Here are just three of the books added to my collection after reading this one. All three of these authors were already represented on my shelves, but these books were sought out specifically because of what Carrión said about them in his book. I’ve often wanted to map my books autobiographically, a project far beyond practicality now, but these small connections are satisfying. Two were purchased from Biblioasis bookshop (Biblioasis was a bookshop first, and in 2004 became a publishing house thanks to the determination and will of the intrepid Daniel Wells) and the Kiš was a lucky find in an amazing secondhand shop—Alhambra Books—here in Edmonton. Notice they are also mostly indie publishers:




Given the subject matter of Bookshops: A Reader’s History, it can come as no great surprise that Carrión is not a fan of the big bad Bezos and his Amazonian empire (what decent human being is, really?).

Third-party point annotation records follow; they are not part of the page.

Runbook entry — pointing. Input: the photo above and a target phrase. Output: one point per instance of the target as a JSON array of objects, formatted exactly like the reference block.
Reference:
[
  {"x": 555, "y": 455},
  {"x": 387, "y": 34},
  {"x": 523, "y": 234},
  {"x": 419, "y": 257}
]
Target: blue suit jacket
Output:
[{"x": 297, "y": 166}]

Carrión’s essay, Against Amazon: Seven Arguments/One Manifesto, (also translated by Peter Bush)—printed as a chapbook by Biblioasis and posted later at LitHub—is a great companion piece to Bookshops: A Reader’s History (and more support for my lecture in the SIPS launch post). The chapbook made a big splash with indie booksellers and at the Frankfurt Book Fair, as Publishers Weekly reported. For anyone who still needs convincing that Amazon is not the right place to spend money ever, the essay makes a good case.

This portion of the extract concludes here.